For the past year, the 12 students–many of them low-income Latina juniors and seniors at San Fernando High School in Los Angeles–designed and developed a solar-powered tent, complete with lights, USB ports for charging, and a UV light for disinfecting and sanitizing the tent. It even held up to a rain-test, and is portable.

“This invention is made to benefit displaced people: homeless, refugees, or immigrants,” the team wrote in their project plan. “This invention would be useful in any place where people are without a permanent home, whether it may be on Skid Row in Los Angeles or all the way across the world in Refugee Camps of Greece.”

In the San Fernando Valley, where the students live, homelessness increased by 36% in the past year, according to statistics collected by the Los Angeles Homeless Services Authority and cited by the students.

As one of them told Mashable:

“Because we live here, we see it growing constantly,” Maggie Mejia says of the homeless population. For her, it even hits close to home: “If your parents miss X amount of bills, you can fall into homelessness, too.”

Many of the students had not “coded, soldered, sewn, or 3D-printed” before embarking on the project, Mashable reported. They were recruited to develop the tent by an organization called DIY Girls.

DIY Girls, which is based in California, works to get women and girls interested in technology. Its founder Luz Rivas, the daughter of Mexican immigrants, started the organization so that girls from neighborhoods like hers, which are often written off as “disadvantaged” or “underserved,” could get connected to opportunities in technology.

According to DIY Girls statistics, 97% of the students participating in DIY Girls programs are Latina.

A White House Initiative on Educational Excellence for Hispanics study published in 2015 reports that Latina women are less likely to get STEM degrees than other women, and that in 2010, only 3.5% of all STEM degrees in the U.S. were awarded to Latinas.

The San Fernando team was one of 15 around the country that received a highly-competitive grant of up to $10,000 from the Lemelson-MIT InvenTeam program to develop the tent.

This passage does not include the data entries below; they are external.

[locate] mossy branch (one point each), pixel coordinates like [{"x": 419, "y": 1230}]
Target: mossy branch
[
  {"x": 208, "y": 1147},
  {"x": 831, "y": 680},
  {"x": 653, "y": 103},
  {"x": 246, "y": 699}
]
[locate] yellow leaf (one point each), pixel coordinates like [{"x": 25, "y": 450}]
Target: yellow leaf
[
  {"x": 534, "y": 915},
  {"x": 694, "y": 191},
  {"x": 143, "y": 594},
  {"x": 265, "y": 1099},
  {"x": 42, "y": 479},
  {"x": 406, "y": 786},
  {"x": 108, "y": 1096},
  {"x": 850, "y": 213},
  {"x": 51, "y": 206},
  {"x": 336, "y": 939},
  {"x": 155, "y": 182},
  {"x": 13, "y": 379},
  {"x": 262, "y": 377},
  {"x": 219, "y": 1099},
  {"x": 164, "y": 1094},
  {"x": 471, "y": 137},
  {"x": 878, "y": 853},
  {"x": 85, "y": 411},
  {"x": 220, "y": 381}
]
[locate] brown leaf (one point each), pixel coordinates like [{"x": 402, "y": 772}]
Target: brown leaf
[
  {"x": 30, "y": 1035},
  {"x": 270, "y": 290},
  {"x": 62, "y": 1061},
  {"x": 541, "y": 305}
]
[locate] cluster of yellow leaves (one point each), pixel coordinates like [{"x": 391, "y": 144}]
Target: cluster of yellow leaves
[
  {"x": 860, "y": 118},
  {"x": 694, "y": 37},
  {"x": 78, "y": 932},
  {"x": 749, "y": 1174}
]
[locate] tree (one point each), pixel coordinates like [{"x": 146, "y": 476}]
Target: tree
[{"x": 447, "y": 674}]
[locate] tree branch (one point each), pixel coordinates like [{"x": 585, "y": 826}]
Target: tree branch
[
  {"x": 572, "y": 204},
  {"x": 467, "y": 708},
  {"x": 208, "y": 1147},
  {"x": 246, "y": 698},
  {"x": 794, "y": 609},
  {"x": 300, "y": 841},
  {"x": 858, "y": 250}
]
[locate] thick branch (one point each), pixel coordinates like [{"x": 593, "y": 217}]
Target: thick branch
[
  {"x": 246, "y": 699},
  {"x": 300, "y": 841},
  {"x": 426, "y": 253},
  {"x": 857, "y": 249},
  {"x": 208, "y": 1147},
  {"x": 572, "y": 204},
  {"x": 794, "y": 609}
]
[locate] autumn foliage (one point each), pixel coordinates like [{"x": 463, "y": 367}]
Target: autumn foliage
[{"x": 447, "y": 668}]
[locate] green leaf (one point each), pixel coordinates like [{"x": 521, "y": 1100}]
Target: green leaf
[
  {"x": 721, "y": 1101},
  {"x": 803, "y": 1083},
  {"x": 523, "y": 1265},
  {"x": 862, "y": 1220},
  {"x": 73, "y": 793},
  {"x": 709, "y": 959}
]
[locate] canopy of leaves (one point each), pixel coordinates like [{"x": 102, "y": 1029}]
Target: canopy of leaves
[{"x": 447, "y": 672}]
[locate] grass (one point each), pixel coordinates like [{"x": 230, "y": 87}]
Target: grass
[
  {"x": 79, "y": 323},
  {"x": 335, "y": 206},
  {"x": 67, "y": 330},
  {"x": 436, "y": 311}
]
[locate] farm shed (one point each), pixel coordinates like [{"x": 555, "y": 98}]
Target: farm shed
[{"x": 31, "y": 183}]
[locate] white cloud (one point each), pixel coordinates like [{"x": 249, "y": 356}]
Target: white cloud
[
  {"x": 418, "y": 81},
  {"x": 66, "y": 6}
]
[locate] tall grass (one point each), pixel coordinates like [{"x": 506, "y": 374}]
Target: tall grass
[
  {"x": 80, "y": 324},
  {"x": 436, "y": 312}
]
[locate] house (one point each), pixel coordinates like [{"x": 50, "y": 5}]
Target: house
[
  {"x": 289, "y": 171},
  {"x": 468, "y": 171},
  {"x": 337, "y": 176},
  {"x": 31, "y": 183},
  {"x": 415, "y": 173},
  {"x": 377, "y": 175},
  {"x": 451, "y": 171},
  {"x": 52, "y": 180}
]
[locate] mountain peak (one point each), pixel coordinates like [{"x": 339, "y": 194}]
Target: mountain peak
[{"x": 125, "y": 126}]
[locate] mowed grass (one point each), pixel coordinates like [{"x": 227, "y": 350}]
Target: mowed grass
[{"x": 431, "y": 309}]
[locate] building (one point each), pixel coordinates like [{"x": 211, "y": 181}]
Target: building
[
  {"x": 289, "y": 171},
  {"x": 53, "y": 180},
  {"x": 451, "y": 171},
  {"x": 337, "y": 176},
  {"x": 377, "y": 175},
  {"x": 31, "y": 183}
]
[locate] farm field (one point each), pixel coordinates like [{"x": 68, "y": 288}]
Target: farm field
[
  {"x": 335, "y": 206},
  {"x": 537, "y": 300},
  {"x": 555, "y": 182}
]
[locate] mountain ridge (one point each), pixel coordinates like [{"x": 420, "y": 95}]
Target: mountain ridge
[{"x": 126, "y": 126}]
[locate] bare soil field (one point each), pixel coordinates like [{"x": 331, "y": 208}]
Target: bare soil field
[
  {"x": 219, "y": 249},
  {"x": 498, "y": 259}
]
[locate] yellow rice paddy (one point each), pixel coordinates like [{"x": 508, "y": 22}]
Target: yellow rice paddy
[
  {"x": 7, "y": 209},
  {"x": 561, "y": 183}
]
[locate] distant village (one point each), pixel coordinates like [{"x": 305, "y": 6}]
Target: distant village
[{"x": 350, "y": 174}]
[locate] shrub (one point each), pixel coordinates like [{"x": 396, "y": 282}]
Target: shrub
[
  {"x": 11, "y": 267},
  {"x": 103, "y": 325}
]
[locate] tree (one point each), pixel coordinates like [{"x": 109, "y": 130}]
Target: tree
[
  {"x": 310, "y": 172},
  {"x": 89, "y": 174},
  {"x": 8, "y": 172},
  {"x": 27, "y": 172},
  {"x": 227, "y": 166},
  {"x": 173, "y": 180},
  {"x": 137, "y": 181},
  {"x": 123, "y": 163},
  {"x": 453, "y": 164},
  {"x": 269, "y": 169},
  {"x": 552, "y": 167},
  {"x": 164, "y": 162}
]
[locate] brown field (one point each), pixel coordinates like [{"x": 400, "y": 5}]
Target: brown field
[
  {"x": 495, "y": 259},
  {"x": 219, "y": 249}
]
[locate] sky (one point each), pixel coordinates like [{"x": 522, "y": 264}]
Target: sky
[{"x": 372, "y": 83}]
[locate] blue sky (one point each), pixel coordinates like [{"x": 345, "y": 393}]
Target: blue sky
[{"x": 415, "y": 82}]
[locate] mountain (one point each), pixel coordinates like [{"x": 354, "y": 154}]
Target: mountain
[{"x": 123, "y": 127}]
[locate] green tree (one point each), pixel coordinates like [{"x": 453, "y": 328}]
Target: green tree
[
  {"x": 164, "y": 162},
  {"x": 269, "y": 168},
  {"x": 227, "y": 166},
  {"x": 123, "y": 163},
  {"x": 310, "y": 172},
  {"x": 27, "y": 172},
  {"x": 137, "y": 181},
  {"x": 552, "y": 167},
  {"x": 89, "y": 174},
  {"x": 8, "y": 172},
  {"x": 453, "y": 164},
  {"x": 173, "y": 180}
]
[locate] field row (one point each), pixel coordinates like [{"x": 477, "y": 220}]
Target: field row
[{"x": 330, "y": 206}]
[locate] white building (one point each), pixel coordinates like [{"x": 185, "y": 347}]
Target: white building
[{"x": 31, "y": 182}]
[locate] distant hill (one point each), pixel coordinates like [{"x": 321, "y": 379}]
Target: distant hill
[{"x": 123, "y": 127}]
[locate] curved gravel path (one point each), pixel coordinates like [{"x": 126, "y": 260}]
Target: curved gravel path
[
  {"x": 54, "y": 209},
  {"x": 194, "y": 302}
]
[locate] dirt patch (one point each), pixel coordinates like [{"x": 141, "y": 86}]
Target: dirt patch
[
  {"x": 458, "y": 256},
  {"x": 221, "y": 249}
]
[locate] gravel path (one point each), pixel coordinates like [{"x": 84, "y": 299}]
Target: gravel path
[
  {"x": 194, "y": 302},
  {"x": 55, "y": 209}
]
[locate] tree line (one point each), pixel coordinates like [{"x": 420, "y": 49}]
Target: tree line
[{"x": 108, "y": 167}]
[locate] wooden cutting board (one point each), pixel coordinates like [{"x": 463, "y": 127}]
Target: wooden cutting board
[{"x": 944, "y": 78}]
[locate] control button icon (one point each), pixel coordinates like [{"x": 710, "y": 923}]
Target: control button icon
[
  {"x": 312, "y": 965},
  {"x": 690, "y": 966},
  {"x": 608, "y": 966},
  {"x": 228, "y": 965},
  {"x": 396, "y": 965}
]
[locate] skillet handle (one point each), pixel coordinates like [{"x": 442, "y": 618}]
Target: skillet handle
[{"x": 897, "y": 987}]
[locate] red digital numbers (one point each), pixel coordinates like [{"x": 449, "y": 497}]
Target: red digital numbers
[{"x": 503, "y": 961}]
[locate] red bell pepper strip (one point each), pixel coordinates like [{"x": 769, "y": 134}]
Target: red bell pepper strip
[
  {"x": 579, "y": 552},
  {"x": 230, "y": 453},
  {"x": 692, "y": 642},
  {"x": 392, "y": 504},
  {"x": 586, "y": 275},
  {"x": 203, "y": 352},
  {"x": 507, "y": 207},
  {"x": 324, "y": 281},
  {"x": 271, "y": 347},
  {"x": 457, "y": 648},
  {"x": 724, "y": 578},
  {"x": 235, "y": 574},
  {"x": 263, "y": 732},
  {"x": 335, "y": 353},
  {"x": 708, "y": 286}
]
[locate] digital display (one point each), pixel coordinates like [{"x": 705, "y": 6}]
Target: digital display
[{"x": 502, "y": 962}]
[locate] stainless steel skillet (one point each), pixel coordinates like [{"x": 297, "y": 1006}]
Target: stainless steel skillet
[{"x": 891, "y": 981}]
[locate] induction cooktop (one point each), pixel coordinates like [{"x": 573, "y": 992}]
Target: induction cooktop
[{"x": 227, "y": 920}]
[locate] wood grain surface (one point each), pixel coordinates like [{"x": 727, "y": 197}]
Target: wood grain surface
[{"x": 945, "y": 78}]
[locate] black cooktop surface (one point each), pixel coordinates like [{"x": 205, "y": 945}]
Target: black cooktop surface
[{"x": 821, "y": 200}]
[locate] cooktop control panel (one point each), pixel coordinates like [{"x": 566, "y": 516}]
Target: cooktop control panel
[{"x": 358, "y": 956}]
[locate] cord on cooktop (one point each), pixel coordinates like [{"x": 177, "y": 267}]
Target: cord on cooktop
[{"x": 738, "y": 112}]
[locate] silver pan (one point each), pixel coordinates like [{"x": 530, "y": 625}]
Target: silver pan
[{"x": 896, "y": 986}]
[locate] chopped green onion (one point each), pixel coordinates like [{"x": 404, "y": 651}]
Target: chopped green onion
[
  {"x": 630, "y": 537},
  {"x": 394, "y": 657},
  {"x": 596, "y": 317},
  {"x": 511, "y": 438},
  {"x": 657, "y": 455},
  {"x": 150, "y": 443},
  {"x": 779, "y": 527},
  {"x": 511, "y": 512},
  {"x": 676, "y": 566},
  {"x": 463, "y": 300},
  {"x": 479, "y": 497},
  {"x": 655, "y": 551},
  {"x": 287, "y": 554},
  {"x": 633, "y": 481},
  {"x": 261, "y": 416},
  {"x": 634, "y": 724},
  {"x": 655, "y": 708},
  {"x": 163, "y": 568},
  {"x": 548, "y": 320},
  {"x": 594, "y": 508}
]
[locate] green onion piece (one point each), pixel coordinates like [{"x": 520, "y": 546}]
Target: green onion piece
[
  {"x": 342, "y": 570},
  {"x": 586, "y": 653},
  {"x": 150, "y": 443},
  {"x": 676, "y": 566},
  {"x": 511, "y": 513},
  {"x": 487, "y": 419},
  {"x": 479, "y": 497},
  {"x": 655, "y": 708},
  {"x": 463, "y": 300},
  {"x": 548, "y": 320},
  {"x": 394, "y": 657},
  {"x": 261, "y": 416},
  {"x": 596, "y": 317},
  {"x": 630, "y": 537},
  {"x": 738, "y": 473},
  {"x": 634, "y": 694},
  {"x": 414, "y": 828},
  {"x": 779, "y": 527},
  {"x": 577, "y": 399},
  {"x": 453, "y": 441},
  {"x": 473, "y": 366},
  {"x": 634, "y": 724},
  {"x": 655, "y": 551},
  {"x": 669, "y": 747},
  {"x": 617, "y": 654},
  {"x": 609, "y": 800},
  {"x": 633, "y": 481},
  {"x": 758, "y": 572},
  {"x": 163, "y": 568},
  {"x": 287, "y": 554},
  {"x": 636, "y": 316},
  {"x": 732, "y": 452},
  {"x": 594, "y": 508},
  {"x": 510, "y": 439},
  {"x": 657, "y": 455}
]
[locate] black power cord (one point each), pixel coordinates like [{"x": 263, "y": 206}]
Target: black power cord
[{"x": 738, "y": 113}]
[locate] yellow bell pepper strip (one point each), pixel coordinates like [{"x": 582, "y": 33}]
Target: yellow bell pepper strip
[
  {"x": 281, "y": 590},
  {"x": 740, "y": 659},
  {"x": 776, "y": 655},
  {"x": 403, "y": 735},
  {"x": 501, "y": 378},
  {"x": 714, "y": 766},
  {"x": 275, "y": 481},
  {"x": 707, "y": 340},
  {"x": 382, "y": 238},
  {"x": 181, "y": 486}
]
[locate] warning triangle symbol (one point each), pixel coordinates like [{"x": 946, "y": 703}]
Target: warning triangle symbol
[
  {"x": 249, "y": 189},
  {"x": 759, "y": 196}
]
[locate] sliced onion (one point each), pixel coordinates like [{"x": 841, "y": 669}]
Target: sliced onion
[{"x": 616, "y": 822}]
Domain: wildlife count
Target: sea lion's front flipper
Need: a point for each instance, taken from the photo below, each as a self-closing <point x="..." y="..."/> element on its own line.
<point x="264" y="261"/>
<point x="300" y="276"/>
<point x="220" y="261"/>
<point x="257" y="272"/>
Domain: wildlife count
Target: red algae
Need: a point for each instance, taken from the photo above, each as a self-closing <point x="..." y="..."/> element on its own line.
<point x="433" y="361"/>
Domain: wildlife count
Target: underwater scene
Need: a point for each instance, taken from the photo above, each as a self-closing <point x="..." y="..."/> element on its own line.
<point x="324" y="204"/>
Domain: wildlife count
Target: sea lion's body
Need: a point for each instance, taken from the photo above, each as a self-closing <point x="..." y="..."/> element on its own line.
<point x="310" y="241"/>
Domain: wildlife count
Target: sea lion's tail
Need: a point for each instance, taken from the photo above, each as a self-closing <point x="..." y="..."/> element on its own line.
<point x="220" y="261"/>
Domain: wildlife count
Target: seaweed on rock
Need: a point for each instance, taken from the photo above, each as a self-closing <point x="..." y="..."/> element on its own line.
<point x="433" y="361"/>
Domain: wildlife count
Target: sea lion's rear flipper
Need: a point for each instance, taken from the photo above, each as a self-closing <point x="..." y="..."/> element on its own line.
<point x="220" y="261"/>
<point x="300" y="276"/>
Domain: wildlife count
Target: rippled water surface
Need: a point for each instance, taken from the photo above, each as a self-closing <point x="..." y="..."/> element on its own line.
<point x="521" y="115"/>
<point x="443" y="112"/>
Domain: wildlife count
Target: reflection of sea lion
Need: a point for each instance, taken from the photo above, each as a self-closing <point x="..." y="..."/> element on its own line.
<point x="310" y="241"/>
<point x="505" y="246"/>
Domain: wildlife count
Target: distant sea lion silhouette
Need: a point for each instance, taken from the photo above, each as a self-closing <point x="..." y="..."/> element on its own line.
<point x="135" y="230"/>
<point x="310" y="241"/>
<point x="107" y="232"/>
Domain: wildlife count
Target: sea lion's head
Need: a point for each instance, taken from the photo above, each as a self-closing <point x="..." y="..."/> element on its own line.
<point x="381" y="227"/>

Most of the seniors on the team said they are planning to attend four-year universities after graduating to study kinesiology, biology, aerospace engineering, mechanical engineering, civil engineering, and computer engineering.


According to the group’s GoFundMe, the trip to MIT is the first time that many of them have ever been on a plane, or left home.

So far, MIT’s EurekaFest seems to be going well for the LA-based team. Their project won the Community Engagement Award, and their team won the a balloon-tower building competition by creating a “Quinceañera Balloon Tower.”